Ayşe: Amfi konusunda çok fazla sıkıntı çekiyoruz. Çok fazla seçme imkanımız olmuyor. Sahnede genelde marshall kullanıyorum. Ama hayalimde bir peavey 5150'nin yeni sürümü var. Gitar olarak Gibson les paulleri çok seviyorum. Gitaristlere gelince herhangi bir virtüözü takip etmiyorum. Bir enstrümanı çok iyi çalmakla grup içinde çalmak çok farklı şeyler. O yüzden bir grubu dinlerken genelde enstrümanların o müziğe teker teker ne kattıklarına ve hangi noktada buluştuklarına bakıyorum.

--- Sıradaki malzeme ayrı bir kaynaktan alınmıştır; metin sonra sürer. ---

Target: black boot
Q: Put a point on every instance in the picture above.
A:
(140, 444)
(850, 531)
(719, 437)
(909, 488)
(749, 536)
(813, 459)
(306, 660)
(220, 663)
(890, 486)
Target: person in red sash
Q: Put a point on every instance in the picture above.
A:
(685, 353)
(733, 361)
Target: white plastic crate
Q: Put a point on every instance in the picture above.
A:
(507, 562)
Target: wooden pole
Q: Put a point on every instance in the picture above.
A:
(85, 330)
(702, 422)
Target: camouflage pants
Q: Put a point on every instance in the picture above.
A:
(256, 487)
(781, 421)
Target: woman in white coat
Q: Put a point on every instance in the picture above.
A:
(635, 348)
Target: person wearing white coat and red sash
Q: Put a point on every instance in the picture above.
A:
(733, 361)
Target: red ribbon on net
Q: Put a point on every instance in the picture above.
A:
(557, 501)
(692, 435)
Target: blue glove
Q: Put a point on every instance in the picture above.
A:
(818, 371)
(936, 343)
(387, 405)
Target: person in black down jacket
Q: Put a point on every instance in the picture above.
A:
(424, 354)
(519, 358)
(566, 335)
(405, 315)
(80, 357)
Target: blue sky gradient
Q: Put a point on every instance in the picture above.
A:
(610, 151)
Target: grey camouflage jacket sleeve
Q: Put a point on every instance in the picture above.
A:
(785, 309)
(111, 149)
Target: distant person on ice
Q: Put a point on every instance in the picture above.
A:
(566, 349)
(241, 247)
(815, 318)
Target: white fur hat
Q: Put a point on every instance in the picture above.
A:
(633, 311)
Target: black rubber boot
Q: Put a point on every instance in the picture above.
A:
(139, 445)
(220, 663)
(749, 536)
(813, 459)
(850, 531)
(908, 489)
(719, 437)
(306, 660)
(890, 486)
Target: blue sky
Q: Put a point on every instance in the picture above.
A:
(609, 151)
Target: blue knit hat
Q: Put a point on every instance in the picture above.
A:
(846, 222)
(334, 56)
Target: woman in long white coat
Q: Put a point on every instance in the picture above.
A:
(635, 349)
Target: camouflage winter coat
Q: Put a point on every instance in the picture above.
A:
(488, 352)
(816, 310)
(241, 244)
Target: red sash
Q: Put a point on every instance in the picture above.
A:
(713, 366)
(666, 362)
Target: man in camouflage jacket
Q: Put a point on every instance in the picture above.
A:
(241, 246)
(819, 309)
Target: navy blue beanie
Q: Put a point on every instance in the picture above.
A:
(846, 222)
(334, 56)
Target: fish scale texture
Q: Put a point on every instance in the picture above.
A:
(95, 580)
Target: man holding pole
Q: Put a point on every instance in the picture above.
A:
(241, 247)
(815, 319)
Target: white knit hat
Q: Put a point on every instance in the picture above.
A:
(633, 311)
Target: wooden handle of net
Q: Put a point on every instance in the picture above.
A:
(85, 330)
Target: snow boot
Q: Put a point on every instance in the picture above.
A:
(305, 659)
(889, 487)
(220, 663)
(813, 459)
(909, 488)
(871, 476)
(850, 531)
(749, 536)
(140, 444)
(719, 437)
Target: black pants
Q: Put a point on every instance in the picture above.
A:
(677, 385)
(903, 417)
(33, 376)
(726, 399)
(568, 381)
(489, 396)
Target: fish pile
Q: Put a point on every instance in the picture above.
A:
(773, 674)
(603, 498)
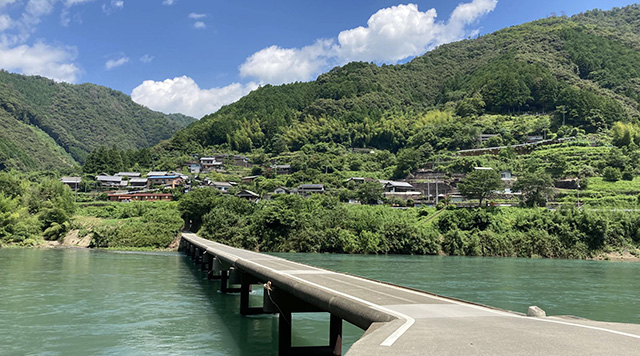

Ayça: Ben musicman sterling kullanıyorum, daha önce hiç bu kadar rahat bir bass kullanmamıştım çok memnunum. Amfi olarak kayıtlarda ve sahnede iyi sonuç veren ampeg modellerini tercih ediyorum. Victor Wooten'ı çok severim, sonra Stuart Zender, Rhonda Smith var sevdiğim basçılardan. Daha çok funk bass dinlemeyi seviyorum ama Gail Ann Dorsey'de favorilerimdendir.

Kadınlar bir araya geldiğinde kıskançlık ortaya çıkar, birbirlerini çekemezler denir; sizde durumlar nasıl ?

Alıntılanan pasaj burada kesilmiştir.